Career NFL statistics
- Games played: 1
- Stats at Pro Football Reference

= Tony Holloway =

American football player (1964–2019)

Anthony Lambert Holloway (April 21, 1964 – November 4, 2019) was an American professional football defensive end. He played college football for the Nebraska Cornhuskers from 1982 to 1986 and later one season in the National Football League (NFL) for the Kansas City Chiefs. He was also a member of the Cleveland Browns. Holloway was the first Puerto Rican-born NFL player.
==Early life==
Holloway was born on April 21, 1964, in San Juan, Puerto Rico, and his father was a member of the United States Air Force. His family later moved to Nebraska, where he grew up. Holloway started playing football from a young age and attended Bellevue West High School, where he played as a defensive end. As a high school senior, he was named Class A first-team all-state (Note: Referring to selection as one of the best players at his position in the state in the Class A division.) despite missing several games after tearing his ankle ligaments. Holloway was invited to the Nebraska Shrine Bowl at the conclusion of his high school career and received several votes for outstanding defensive player at the game. He accepted a scholarship offer to play college football for the Nebraska Cornhuskers.
==College career==
Holloway began his collegiate career as a linebacker in 1982. In 1983, he served as a second-string linebacker and earned a varsity letter, being part of a Nebraska team that compiled a record of 12–1, with their only loss in the 1984 Orange Bowl, and ranked second nationally. Holloway redshirted during the 1984 season and switched from playing linebacker to defensive end. Entering the 1985 season, he was regarded as both the fastest and strongest defensive end on the Cornhuskers. Holloway, who stood at 6 ft 2 in and weighed 205 lb, was able to bench press 370 lb and run the 40-yard dash in 4.67 seconds (later improved to 4.63 seconds by his senior year). That year, he described his speed and quickness as his top skill.

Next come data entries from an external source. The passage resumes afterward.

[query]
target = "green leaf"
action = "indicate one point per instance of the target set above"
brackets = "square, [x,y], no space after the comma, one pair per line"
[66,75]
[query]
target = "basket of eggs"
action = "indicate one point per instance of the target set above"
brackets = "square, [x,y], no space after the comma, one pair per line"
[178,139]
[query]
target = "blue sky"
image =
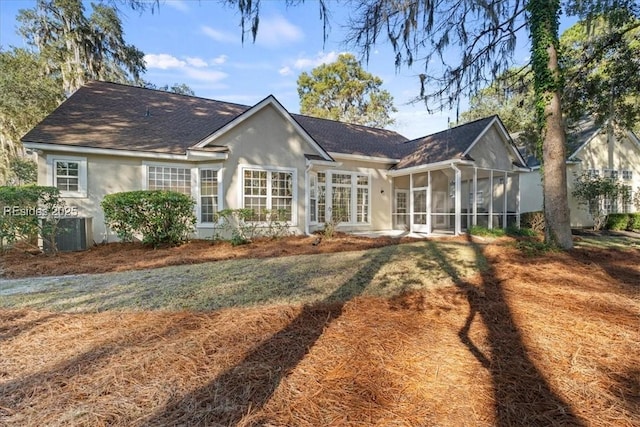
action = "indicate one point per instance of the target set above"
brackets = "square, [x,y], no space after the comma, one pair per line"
[199,43]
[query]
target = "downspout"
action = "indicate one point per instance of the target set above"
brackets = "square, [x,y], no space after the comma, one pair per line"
[307,214]
[458,200]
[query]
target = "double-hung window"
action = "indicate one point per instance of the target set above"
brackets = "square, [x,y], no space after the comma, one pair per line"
[69,175]
[170,178]
[268,192]
[208,195]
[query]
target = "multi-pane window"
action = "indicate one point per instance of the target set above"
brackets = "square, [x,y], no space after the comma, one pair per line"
[341,197]
[268,191]
[169,178]
[593,173]
[67,175]
[479,198]
[611,173]
[362,199]
[313,198]
[322,196]
[208,195]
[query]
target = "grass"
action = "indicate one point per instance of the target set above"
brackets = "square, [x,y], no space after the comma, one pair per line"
[299,279]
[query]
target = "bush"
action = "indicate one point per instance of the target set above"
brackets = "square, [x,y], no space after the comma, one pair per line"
[617,222]
[242,227]
[533,221]
[161,217]
[28,212]
[477,230]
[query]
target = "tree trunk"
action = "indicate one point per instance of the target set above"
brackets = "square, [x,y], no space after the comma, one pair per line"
[556,202]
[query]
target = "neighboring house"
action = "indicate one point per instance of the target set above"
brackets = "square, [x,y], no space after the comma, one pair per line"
[591,150]
[109,138]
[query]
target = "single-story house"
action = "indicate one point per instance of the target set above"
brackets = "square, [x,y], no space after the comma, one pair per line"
[594,151]
[108,138]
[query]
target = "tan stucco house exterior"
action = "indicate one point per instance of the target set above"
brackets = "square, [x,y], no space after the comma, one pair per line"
[109,138]
[594,150]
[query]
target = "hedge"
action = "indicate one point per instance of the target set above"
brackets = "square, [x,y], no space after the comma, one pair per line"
[161,217]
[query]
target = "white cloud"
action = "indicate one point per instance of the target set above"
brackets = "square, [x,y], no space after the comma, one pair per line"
[285,71]
[219,60]
[192,68]
[195,62]
[320,58]
[211,76]
[180,5]
[163,61]
[274,31]
[220,36]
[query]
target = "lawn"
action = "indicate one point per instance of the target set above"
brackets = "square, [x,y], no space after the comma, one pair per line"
[444,333]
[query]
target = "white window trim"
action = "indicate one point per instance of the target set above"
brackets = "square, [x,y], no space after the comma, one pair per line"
[52,159]
[354,199]
[294,190]
[195,185]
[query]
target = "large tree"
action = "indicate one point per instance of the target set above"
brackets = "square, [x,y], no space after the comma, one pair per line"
[79,47]
[28,95]
[464,45]
[344,91]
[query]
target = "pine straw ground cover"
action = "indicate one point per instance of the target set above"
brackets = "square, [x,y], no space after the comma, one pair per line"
[549,339]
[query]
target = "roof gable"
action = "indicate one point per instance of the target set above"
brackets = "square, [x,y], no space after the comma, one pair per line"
[268,101]
[114,116]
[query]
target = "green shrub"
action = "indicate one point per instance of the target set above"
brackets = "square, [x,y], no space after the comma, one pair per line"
[634,221]
[617,222]
[533,221]
[28,212]
[477,230]
[161,217]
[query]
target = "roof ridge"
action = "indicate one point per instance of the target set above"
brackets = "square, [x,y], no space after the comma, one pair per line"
[166,92]
[453,128]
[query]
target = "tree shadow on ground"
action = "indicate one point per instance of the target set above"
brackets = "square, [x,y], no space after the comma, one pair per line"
[522,395]
[243,389]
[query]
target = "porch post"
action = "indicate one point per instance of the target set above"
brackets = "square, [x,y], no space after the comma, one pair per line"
[429,229]
[474,221]
[458,200]
[490,219]
[504,197]
[411,202]
[518,201]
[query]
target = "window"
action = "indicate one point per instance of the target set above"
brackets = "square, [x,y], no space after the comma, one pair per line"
[593,173]
[362,199]
[479,198]
[69,175]
[267,190]
[322,197]
[341,197]
[169,178]
[313,198]
[610,173]
[208,195]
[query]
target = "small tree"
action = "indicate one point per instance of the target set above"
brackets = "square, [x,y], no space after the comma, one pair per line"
[161,217]
[594,191]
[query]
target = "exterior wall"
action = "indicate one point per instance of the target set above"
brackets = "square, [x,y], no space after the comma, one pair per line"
[105,175]
[265,140]
[492,152]
[623,154]
[380,194]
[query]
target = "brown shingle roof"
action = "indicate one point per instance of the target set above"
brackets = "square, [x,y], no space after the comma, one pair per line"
[446,145]
[115,116]
[109,115]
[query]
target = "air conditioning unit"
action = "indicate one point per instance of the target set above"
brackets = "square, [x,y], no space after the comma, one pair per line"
[73,234]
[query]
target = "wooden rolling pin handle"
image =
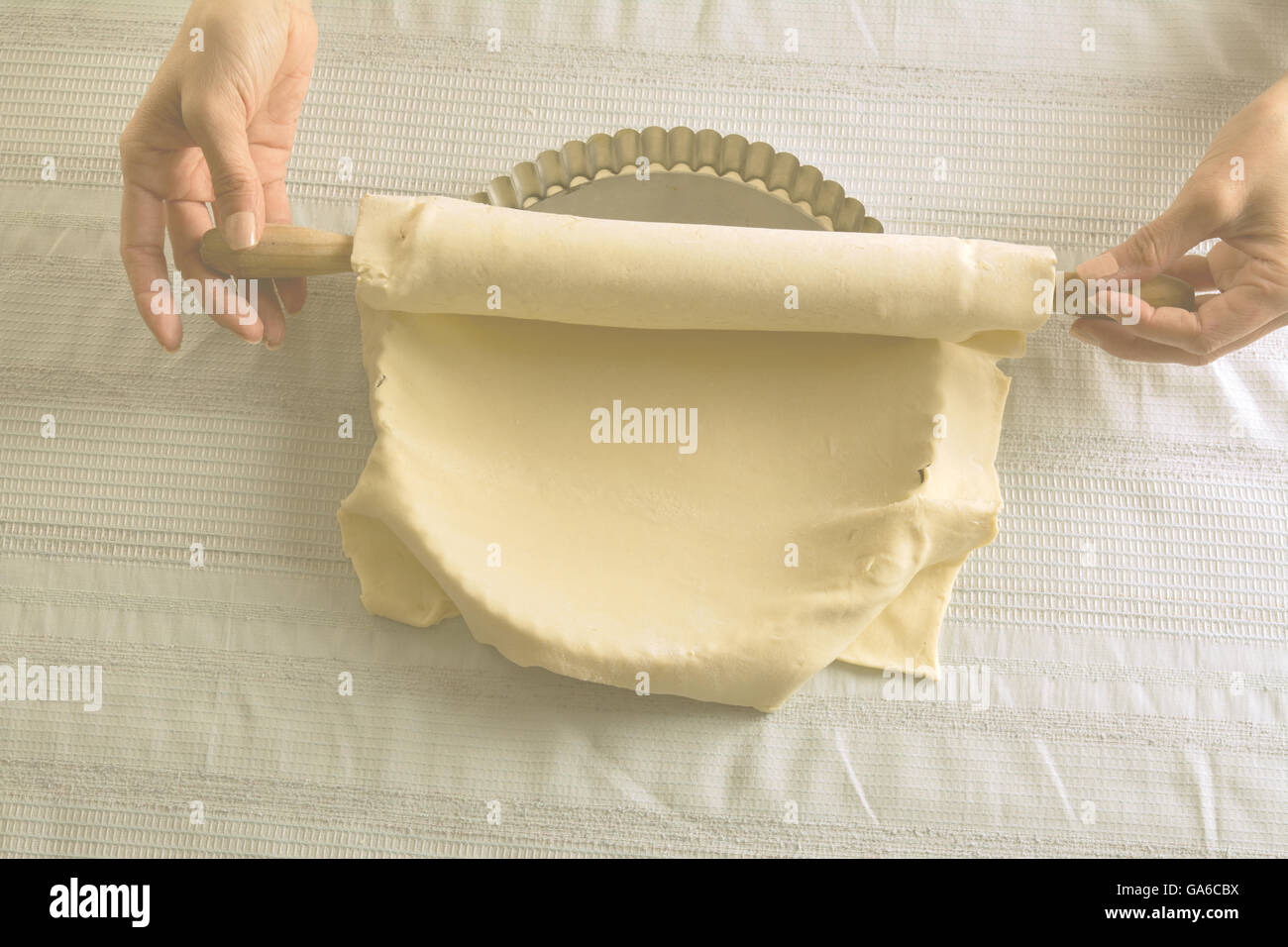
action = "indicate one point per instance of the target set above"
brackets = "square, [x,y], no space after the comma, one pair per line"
[1158,291]
[283,250]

Holloway was a part-time starter during the 1985 season and was named Big Eight Conference defensive player of the week after posting nine tackles and four tackles-for-loss in a 38–7 win against the New Mexico Lobos. He helped the 1985 Cornhuskers to a record of 9–3 with an appearance in the 1986 Fiesta Bowl. Holloway opened the 1986 season as starting defensive end. He helped Nebraska to a record of 10–2 and a victory in the 1987 Sugar Bowl, although Brad Tyrer took over as starter from Holloway mid-season. During Holloway's five years in college, the Cornhuskers won at least nine games each year and won two bowl games. He graduated with a Bachelor of Science in computer science with a minor in physics.

==Professional career==
After not being selected in the 1987 NFL draft, Holloway signed with the Cleveland Browns as an undrafted free agent. He was released (Note: Contract terminated.) on August 9, 1987. On September 23 of that year, after the NFL Players Association went on strike, Holloway signed with the Kansas City Chiefs as a replacement player. He appeared in one game as a starter but was later released. Holloway became the first-ever Puerto Rican-born NFL player. He did not sign with any other team afterwards, as his professional career was derailed by a knee injury suffered during his time with the Chiefs.

==Personal life==
Holloway received a Master of Business Administration and a Master of Project Management from Keller Graduate School of Management. He operated a computer consulting business and worked for American International Group, GE Capital and Harman International. Holloway also was a teacher at ITT Technical Institute. With his wife, Carol, he had three children. Holloway died on November 4, 2019, at the age of 55.